Originally Posted by
JonP01
I am well aware of all the principals you mention, however my previous Mazda was the last revision of the "old" 1.5 litre engine in which the torque was improved down low and the torque curve considerably flattened out in comparison to the 1.5 litre models built prior to early 2006. My model was the shortest lived of all the Mazda 2 revisions - think it sold here for only 6 to 8 months at the most from early 2006 to late 2006. I remember looking at a torque graph for the last of the 82 kw engines that mine was equipped with and it was virtually flat from between 3400 and 4000. Maybe there was about 5nm difference across that part of the rev range but that was about it.
So my point is that at freeway speeds, the Mazda was infact delivering practically the best of its torque in 5th gear give or take literally a small handful of nm, and the Polo in 6th gear is doing the same.

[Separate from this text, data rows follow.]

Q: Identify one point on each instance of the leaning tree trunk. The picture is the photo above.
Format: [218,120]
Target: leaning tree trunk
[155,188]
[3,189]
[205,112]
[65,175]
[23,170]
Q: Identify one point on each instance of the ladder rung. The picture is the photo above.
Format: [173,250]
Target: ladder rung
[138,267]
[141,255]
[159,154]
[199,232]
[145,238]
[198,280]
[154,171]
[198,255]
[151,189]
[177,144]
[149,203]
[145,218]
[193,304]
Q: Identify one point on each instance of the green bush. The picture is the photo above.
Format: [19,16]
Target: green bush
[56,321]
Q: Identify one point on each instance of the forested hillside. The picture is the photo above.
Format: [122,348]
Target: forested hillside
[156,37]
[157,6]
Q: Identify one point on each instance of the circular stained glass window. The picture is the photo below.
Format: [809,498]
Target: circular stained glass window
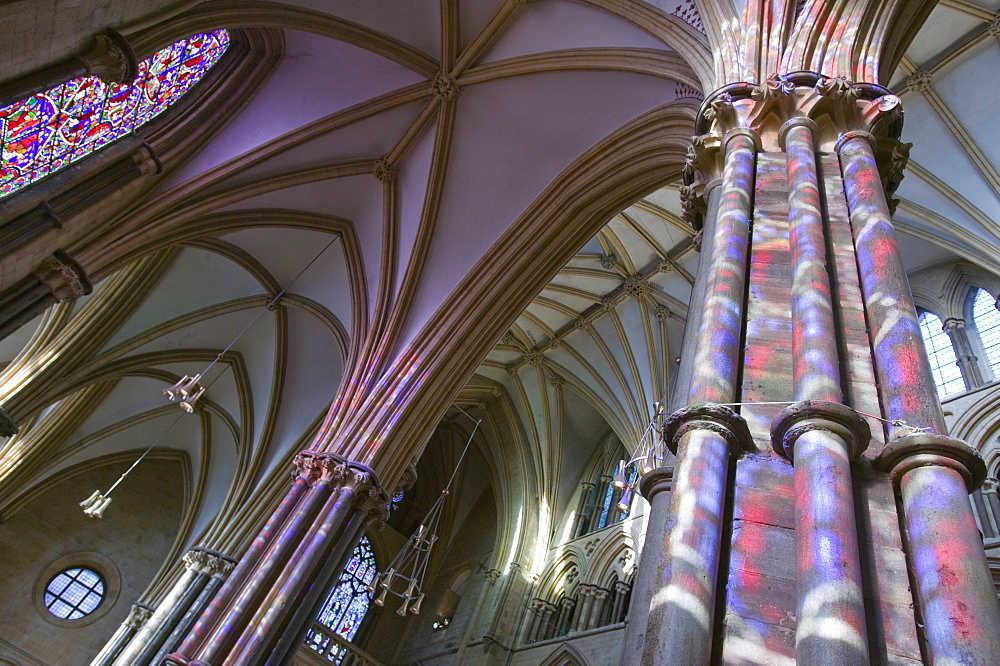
[74,593]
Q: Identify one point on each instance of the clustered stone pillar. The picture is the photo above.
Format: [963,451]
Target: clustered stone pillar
[820,436]
[934,473]
[204,571]
[258,614]
[706,436]
[137,618]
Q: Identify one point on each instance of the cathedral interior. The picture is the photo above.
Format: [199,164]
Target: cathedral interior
[530,332]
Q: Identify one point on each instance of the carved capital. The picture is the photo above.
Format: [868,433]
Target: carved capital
[926,449]
[919,81]
[772,88]
[839,87]
[445,87]
[63,276]
[708,416]
[138,616]
[110,58]
[809,415]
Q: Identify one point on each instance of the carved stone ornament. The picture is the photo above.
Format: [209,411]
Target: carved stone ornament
[634,285]
[919,81]
[533,358]
[110,58]
[994,27]
[446,87]
[63,276]
[772,88]
[385,170]
[839,87]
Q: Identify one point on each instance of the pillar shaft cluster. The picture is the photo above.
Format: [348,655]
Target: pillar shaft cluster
[255,616]
[806,324]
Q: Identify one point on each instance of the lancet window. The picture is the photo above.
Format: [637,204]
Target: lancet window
[52,129]
[345,607]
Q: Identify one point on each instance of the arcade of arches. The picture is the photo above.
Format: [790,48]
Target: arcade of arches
[370,225]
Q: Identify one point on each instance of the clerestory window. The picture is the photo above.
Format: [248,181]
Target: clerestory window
[50,130]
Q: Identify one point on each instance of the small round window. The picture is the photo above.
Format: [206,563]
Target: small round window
[74,593]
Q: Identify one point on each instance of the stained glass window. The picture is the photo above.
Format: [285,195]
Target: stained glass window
[987,318]
[944,365]
[47,131]
[346,606]
[74,593]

Even if I am generous and say the Mazda was only delivering 130nm of its maximum 142 nm torque at 110 kmh (and from memory it was more than that in 5th gear), then take 50 / 33 * 130 and you get 197 (the 50 is the kmh per 1000 in 6th - top gear - for the Polo, the 33 is the kmh per 1000 in 5th - top gear - for the Mazda). And yes, the Mazda was definitely less aerodynamic than the Polo, but I still get 197 versus 175. Maybe that 22 nm variation can purely come down to aerodynamics and drive train losses, however I think they can only account for part of the difference. So I think it is still likely that at least some of the 1.2 TSI engines are performing better in the real world than the figures put out by VW, because if I take the VW figure as an absolute, then the Polo in 6th gear would simply not be capable of outperforming the old Mazda in 5th gear when they were both at maximum torque. But the Polo in 6th gear infact outperforms the old Mazda in 5th when they are both running within the most advantageous part of their torque bands.